Picking Pack is the company that packed this food. Additionally, yesterday Cendas reported that the Basic Food Basket’s price for April was Bs. 138,855,712.85 (requiring 63.4 minimum wages to cover it,) which represents an 84% increase compared to March, and 11,337.7% compared to the basket for April 2017.

About May 20

The Democratic Unity Roundtable (MUD) held Nicolás personally responsible for the physical integrity of the political prisoners held at SEBIN HQ: “Maduro’s government is responsible for everything that happens at El Helicoide, just like Óscar Pérez’ murder (…) there’s no reason for political prisoners, these people are being held for no reason at all and must be released,” said Juan Pablo Guanipa, who also announced that they’ll stage protests on Sunday in the capitals of various countries to reject the electoral process: “May 20 marks the start of a more intense national and international effort to pressure for elections this year so we can choose a new president,” calling Nicolás a coward for putting up “a farce to try to win with your own rules.” MUD restated their call for Javier Bertucci and Henri Falcón to drop out from the race. Meanwhile, CNE chairwoman Tibisay Lucena claimed that Venezuela’s been targeted by “great international violence” to prevent holding elections, right before talking about her joy for all the people that’s coming to accompany (not observe) elections and her indignation for Canada’s decision.

Sad endings

Tal Cual reviewed PSUV’s documents explaining the logistics developed by the Executive for the end of Nicolás’s campaign, characterized by embezzlement and forced attendance for public employees. We all saw the lines of buses ready to spontaneously mobilize militants who actually didn’t even fill the avenue or stayed for the speech.
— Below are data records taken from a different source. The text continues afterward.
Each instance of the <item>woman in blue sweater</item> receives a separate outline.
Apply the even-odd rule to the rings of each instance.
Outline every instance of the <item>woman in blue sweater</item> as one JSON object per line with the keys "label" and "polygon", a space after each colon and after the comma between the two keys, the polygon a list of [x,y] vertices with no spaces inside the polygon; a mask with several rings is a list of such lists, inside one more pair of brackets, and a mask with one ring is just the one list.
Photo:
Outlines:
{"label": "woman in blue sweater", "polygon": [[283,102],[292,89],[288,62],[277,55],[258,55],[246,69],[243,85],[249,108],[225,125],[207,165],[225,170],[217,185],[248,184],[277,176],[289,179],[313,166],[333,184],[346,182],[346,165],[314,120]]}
I don’t blame them. After dancing with his favorite buffoon, Diego Armando Maradona, Nicolás claimed to have a strategy to boost the economy, he complained about bureaucrats (who were all around him on stage) and restated that he’ll call for another dialogue process. Assertive as usual, he said: “if you don’t turn out to vote, you’re stripping me from the power to act against the economy’s criminal mafias and to do all I want to do.” So says the man who has spent half of his government with the power of a State of Emergency. Henri Falcón’s rally in Barquisimeto wasn’t particularly impressive either, even though the repeated the show of throwing banknotes. The most relevant thing he said was that after his victory, an active general will become Defense Minister.


  • European Parliament Speaker Antonio Tajani wrote about his concern for the circumstances of the riot at SEBIN HQ. So did the UN’s Human Rights office, condemning the beating against Gregory Sanabria; urging authorities to improve their treatment of prisoners and to investigate the use of torture and other abuses. UN demands that all political prisoners be released.
  • The IACHR announced its work visit to Nicaragua for May 17-21 to assess the situation. They’ll meet with State authorities, with the Episcopal Conference, NGOs and other relevant actors; they’ll also collect witness accounts from students, citizens and families that have suffered abuses during the protests against dictator Daniel Ortega.
  • While public employees were waiting for him at the Bolívar avenue, Nicolás spoke with Turkish President Recep Tayyip Erdoğan, who said that starting on May 20, the country would receive 160 containers with food, medicines and automotive products, in addition to the containers that are supposed to be Panama already. Erdoğan also announced that he’ll soon visit Venezuela.
  • The Colombian Congress approved an agreement disregarding the May 20 process, deeming it illegitimate and without transparency guarantees.


About four billion people browse the internet, a 53% penetration index and 7% more than in 2017. About three billion of those users are active on social networks. Yesterday was the thirteenth World Internet Day with the future of its neutrality in jeopardy and the warnings for the increasing amount of data that its millions of users transfer. The Press and Society Institute released a detailed report on the status of the internet in Venezuela.

Naky Soto

Naky gets called Naibet at home and at the bank. She coordinates training programs for an NGO. She collects moments and turns them into words. She has more stories than freckles.